Optimized freeze-drying cycles can offer scientific and business advantages.
May 02, 2013

Freeze drying, or lyophilization, is a stabilization method that is widely used in the pharmaceutical industry for drugs, vaccines, antibodies, and other biological material. Because the product is dried without excessive heating, proteins and other products that would be thermally denatured can be successfully preserved without loss of activity.


TAKESHI NISHIJIMA/MARIA TOUTOUDAKI/GETTY IMAGES; DAN WARD
Freeze-dried products have a very high surface area, which enables them to be reconstituted quickly.

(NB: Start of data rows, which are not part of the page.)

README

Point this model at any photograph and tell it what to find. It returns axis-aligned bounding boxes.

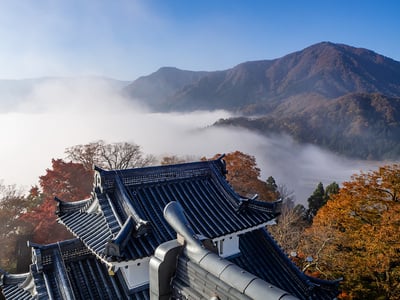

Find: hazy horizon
[0,79,384,203]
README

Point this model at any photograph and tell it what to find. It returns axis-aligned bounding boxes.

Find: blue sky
[0,0,400,80]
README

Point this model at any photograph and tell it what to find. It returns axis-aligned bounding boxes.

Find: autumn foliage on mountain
[21,159,93,244]
[300,164,400,299]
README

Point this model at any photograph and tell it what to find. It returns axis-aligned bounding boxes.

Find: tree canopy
[208,151,279,201]
[65,140,155,170]
[300,164,400,299]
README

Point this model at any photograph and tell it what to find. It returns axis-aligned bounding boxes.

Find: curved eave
[58,211,113,263]
[54,197,93,216]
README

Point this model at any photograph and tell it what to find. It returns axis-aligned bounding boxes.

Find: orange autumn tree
[209,151,279,201]
[22,159,93,244]
[301,164,400,299]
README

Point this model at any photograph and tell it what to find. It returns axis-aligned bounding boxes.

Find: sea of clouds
[0,78,378,204]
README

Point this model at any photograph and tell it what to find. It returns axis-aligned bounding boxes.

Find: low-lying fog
[0,79,378,203]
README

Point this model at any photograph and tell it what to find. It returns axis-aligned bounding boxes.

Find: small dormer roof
[58,159,280,262]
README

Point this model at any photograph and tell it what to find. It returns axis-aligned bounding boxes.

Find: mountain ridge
[123,42,400,159]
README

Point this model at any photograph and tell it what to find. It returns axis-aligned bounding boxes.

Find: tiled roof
[155,202,297,300]
[58,159,279,261]
[230,229,339,300]
[2,239,149,300]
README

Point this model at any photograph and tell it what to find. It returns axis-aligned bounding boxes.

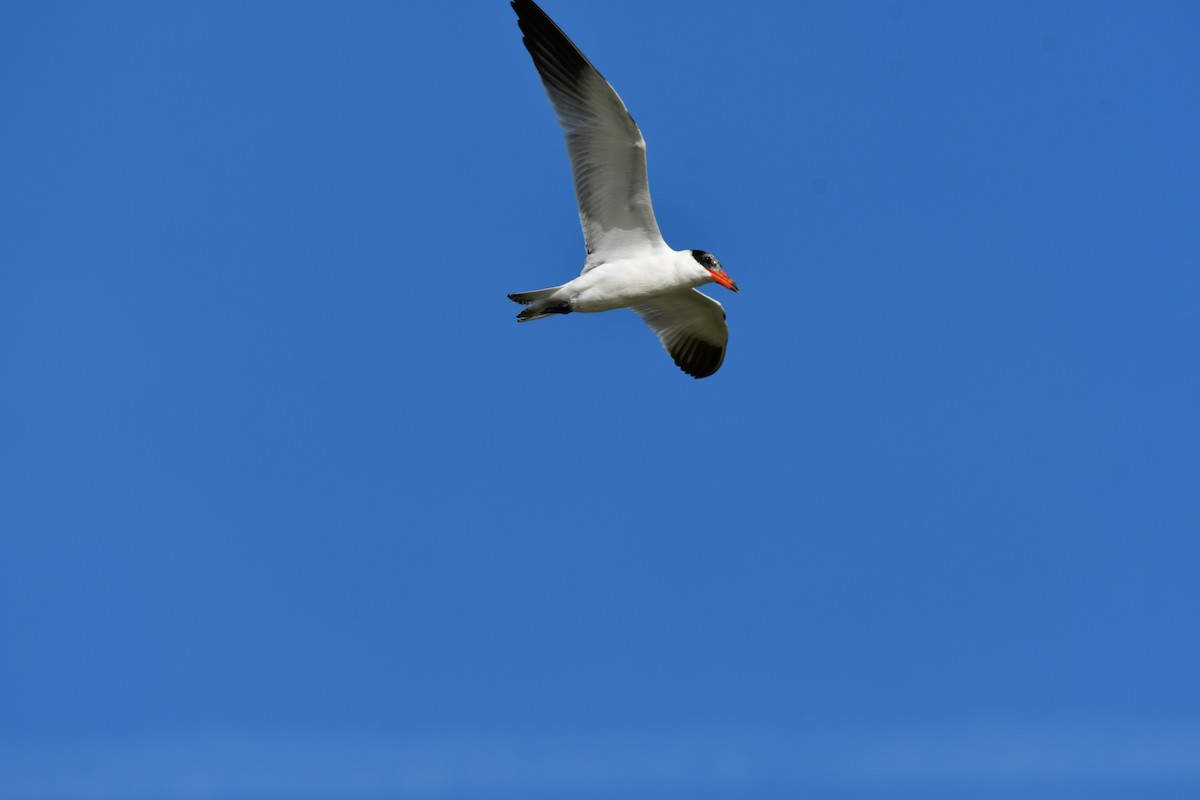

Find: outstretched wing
[512,0,665,272]
[632,289,730,378]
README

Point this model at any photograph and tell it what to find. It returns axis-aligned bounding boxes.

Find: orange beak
[708,270,738,291]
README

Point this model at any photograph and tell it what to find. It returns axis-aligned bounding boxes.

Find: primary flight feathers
[509,0,738,378]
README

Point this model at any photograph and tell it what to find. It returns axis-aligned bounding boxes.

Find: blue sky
[0,0,1200,799]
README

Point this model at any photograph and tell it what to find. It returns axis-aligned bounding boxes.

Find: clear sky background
[0,0,1200,800]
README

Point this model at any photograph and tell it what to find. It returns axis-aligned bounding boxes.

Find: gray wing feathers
[512,0,662,262]
[634,289,730,378]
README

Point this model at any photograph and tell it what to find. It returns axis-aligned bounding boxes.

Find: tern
[509,0,738,378]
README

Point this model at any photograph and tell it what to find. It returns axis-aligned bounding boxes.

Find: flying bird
[509,0,738,378]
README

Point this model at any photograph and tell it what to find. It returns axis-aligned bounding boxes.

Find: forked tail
[509,287,571,323]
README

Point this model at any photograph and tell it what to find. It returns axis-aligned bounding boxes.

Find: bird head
[691,249,738,291]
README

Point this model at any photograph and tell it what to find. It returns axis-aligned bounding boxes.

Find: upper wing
[632,289,730,378]
[512,0,665,267]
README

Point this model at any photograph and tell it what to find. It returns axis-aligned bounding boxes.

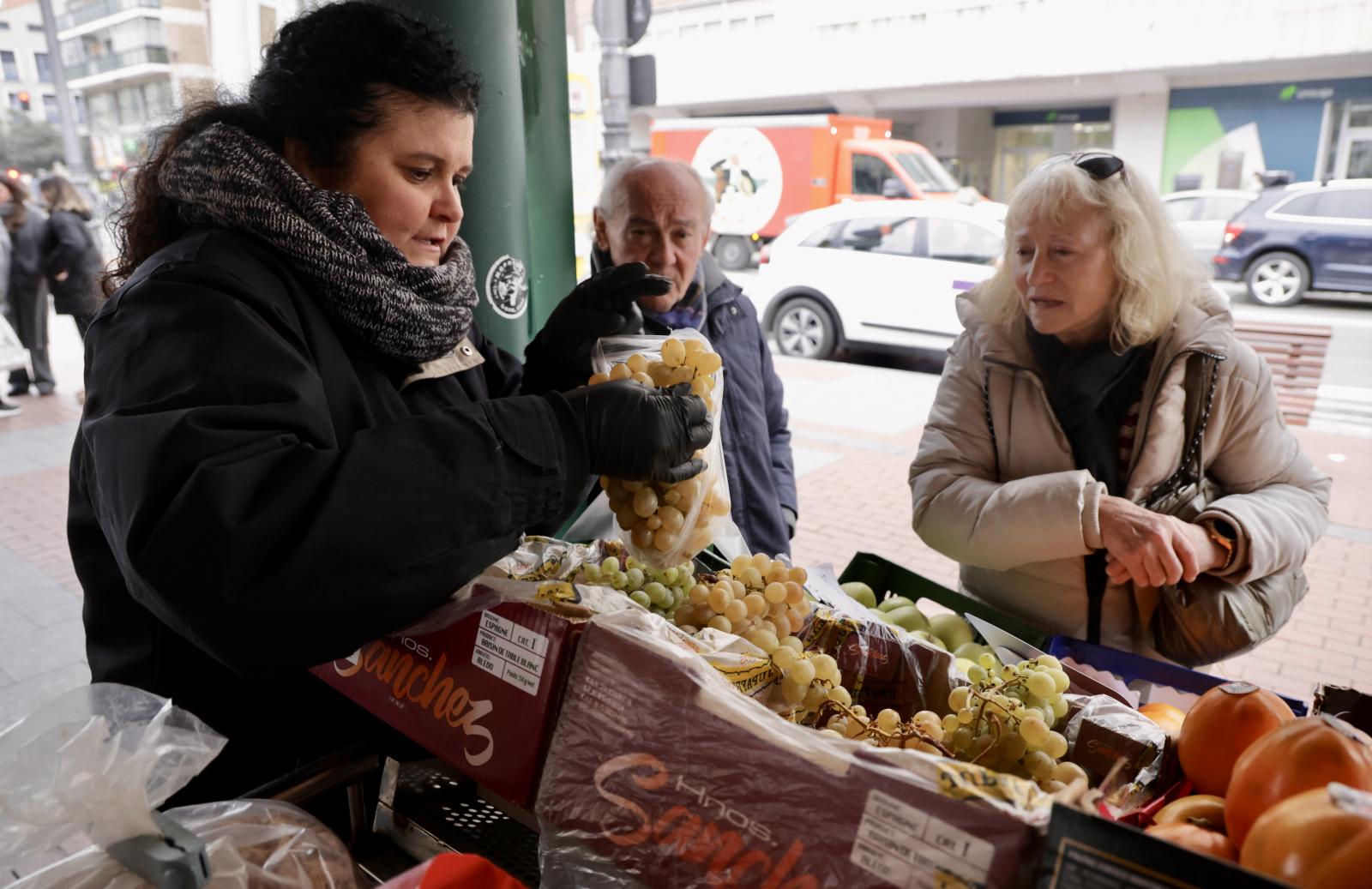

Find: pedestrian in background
[0,225,20,417]
[0,177,57,396]
[910,151,1329,655]
[39,176,100,339]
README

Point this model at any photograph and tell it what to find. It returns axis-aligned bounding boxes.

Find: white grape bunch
[578,556,695,620]
[940,654,1086,793]
[587,336,730,562]
[675,553,811,641]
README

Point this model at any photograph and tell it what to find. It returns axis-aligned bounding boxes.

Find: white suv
[756,201,1004,358]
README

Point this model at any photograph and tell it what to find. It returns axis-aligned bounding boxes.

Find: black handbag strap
[981,350,1224,645]
[1146,351,1224,505]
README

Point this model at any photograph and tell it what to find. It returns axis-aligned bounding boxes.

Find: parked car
[756,201,1004,358]
[1162,188,1258,265]
[1213,178,1372,306]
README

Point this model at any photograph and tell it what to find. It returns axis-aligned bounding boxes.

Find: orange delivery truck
[652,114,979,269]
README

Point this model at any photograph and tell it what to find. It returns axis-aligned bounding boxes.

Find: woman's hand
[1100,496,1226,586]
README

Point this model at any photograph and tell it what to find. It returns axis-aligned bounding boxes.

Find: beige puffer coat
[910,288,1329,654]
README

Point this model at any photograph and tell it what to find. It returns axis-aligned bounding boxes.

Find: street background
[0,272,1372,726]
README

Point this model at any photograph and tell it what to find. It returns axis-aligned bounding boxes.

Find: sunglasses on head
[1072,151,1129,183]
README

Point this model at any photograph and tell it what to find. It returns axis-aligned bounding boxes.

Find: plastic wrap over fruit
[0,683,355,889]
[588,331,730,568]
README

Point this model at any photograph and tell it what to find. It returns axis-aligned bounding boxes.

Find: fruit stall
[0,336,1372,889]
[317,336,1372,889]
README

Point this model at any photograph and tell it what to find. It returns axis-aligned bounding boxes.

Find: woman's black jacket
[43,210,100,315]
[67,231,587,802]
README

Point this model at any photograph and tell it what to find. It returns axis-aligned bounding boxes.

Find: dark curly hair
[105,0,480,293]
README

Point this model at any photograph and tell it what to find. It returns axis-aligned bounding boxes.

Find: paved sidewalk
[0,318,1372,741]
[777,358,1372,701]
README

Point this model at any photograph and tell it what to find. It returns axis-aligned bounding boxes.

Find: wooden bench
[1233,321,1333,425]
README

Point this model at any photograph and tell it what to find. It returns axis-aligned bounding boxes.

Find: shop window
[839,217,918,256]
[1315,188,1372,219]
[926,217,1002,265]
[852,153,894,196]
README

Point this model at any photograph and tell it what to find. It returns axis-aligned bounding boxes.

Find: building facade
[0,0,87,163]
[57,0,297,170]
[576,0,1372,199]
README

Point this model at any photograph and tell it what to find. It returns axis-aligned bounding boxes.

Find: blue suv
[1213,180,1372,306]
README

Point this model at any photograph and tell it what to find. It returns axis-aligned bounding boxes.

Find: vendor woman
[69,2,709,802]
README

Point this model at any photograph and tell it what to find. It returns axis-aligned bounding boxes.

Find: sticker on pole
[485,254,528,320]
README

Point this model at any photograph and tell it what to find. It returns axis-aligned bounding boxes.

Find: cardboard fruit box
[537,612,1050,889]
[1038,805,1285,889]
[311,578,629,808]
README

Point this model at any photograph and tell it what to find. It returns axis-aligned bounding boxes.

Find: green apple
[952,642,990,663]
[887,605,929,633]
[839,580,876,608]
[914,630,948,652]
[929,615,976,652]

This quick reconstitution is particularly important in the case of emergency vaccines and antibodies, which need to be administered as soon as possible.

Every formulation has different freeze-drying characteristics and, therefore, different processing requirements. To ensure cycles are both robust and efficient, they should be tailor-made for each formulation. Failure to do so can lead to inconsistent dryness across samples, reduced stability during storage, and reduced activity on rehydration.

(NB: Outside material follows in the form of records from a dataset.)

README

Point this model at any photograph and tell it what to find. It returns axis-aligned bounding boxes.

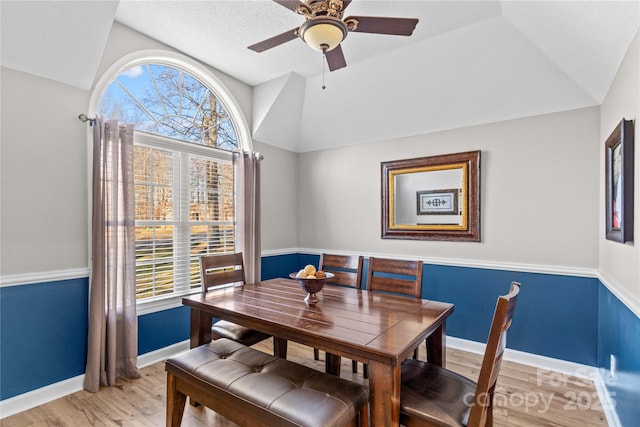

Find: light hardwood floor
[0,340,607,427]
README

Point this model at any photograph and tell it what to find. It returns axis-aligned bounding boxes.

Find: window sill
[137,289,200,316]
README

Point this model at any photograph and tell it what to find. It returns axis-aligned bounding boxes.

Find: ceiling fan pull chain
[322,50,327,90]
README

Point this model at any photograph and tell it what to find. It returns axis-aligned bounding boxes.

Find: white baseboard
[0,374,84,419]
[446,337,621,427]
[0,340,189,419]
[0,337,620,427]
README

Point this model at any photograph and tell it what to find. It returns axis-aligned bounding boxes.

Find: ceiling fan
[249,0,418,71]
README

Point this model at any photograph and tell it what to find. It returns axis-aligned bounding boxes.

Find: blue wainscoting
[422,265,599,366]
[598,285,640,426]
[0,278,89,400]
[138,307,189,354]
[0,253,640,426]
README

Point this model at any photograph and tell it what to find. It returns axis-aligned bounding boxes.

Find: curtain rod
[78,113,96,126]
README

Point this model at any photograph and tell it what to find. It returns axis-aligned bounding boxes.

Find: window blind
[134,132,235,302]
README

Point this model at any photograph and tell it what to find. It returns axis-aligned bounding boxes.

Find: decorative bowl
[289,273,334,304]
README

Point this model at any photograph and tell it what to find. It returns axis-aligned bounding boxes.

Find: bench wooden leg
[167,372,187,427]
[273,337,288,359]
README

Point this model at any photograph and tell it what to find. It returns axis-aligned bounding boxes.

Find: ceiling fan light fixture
[300,17,347,52]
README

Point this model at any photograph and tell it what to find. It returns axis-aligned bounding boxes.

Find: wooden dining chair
[200,253,286,358]
[313,254,364,374]
[364,257,422,375]
[367,257,422,298]
[400,282,520,427]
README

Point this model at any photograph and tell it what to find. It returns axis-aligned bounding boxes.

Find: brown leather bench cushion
[165,338,369,427]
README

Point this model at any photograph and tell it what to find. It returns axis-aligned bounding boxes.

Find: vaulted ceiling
[1,0,640,152]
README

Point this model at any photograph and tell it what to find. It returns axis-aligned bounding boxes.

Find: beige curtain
[233,152,262,283]
[84,117,140,392]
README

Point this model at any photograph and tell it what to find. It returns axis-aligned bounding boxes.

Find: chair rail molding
[0,267,89,287]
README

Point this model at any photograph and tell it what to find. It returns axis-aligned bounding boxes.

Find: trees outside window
[98,63,238,302]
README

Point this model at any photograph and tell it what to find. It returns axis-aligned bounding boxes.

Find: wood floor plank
[0,340,607,427]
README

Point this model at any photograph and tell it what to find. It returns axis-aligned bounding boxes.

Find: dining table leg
[426,322,446,368]
[190,308,213,348]
[324,352,342,377]
[368,361,402,427]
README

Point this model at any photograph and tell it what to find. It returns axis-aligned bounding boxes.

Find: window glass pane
[98,64,238,151]
[98,64,238,301]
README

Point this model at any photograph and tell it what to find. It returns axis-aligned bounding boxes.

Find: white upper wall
[598,32,640,316]
[298,107,600,274]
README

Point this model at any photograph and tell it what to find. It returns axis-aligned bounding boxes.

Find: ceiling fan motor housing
[299,16,347,52]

There are three main business advantages of optimizing a product's lyophilization cycle:
  • Financial gain: optimal lyophilization cycles use only the energy and time required, shortening process time and increasing product throughput.
  • Product excellence: a well-dried product exhibits a long shelf life and maximum activity on rehydration.
  • Quality and regulatory assurance: consistency throughout batches is assured and regulatory submissions are completed with the inclusion of lyophilization cycle data.

The freeze-drying cycle


Figure 1: During freeze drying the temperature and pressure are controlled so that the frozen solvent moves directly from the solid to the gas phase without passing through the liquid phase.
Lyophilization is a complex drying process that involves removing the solvent from a material by sublimation. Sublimation is achieved through varying the temperature and pressure of the material so that the solvent does not pass through the liquid stage, but moves directly from the solid phase to the gas phase (see Figure 1). Lyophilization takes place in three main stages: freezing, primary drying, and secondary drying. Each stage has its own challenges.